Google settles pharmacy ad probe for $500 million
Google Inc. has agreed to pay $ 500 million to settle a US government investigation into the Internet search leader's distribution of online ads from Canadian pharmacies illegally selling prescription and non-prescription drugs to American consumers, a US attorney said today.business Updated: Aug 25, 2011 02:21 IST
Google Inc. has agreed to pay $ 500 million to settle a US government investigation into the Internet search leader's distribution of online ads from Canadian pharmacies illegally selling prescription and non-prescription drugs to American consumers, a US attorney said on Wednesday.
The settlement means the Internet search leader will not face criminal prosecution for accusations that it improperly profited from ads promoting Canadian pharmacies that illegally imported drugs into the United States, US Attorney Peter F. Neronha said.

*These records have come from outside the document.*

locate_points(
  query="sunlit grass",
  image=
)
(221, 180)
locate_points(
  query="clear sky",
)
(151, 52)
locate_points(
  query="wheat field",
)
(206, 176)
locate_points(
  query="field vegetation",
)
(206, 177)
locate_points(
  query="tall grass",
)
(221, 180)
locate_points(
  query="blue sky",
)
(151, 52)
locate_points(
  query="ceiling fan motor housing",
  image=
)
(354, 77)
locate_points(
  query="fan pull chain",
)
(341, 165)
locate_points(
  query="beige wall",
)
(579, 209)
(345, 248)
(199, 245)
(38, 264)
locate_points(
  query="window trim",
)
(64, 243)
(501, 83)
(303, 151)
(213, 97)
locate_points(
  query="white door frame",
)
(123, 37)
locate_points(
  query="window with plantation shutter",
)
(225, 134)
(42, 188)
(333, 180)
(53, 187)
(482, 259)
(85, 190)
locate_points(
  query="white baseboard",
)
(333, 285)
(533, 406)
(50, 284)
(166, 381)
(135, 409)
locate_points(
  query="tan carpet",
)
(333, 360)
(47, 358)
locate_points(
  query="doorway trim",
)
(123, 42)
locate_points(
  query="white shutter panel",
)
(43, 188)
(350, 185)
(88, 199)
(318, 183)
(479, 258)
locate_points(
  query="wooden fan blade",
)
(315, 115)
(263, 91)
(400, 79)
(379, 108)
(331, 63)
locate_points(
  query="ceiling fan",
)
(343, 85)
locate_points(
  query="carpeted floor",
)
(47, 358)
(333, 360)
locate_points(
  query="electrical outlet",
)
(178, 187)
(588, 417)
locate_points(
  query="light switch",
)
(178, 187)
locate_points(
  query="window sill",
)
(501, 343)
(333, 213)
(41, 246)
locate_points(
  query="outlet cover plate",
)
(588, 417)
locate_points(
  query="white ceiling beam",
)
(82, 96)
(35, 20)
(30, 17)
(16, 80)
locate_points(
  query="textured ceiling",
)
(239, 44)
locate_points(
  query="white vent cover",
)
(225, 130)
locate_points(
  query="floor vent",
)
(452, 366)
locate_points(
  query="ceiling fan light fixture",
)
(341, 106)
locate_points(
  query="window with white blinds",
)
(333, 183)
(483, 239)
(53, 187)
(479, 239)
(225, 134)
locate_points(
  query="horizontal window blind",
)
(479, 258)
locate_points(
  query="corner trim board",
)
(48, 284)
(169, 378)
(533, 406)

The $ 500 million represents the gross revenues Google collected in ad buys from the Canadian pharmacies, plus the earnings generated from the illegal sales of drugs to American consumers, federal investigators said.
Federal officials also say Google knew as early as 2003 that its ad system was allowing Canadian pharmacies to make illegal sales. These transactions included the sale of prescription drugs without prescriptions from a licensed medical practitioner, federal prosecutors said. Shipping prescription drugs into the US from abroad violates drug and other laws, investigators said.
Prescription drugs shipped into the US from Canada are not subject to oversight by Canadian regulatory authorities and many sell drugs from countries with inadequate pharmacy regulations, prosecutors said.
The investigation laid bare how vulnerable the company's automated ad system known as AdWords is to the machinations of shady operators. The ad network is a major money maker for Google and is expected to generate more than $ 30 billion in revenue this year.
Google acknowledged holes in its ad system in a federal lawsuit filed last fall against dozens of "rogue" online pharmacies that were finding ways to place ads for drugs despite the company's efforts to prevent abuses. The individuals identified in the complaint were in New York, Tennessee and Ohio.
In one of the more common practices, the illicit drug dealers would plug subtle misspellings of drug names frequently entered into Google's search engine to generate ads alongside the results.
For instance, one illegal drug advertiser spelled the anabolic steroid Dianabol as "Diano bol" in Google's automated system to produce an ad, according to the lawsuit in San Jose federal court.
Google has obtained court orders banning some of the rogue pharmacies named in the lawsuit and is still seeking injunctions against the others.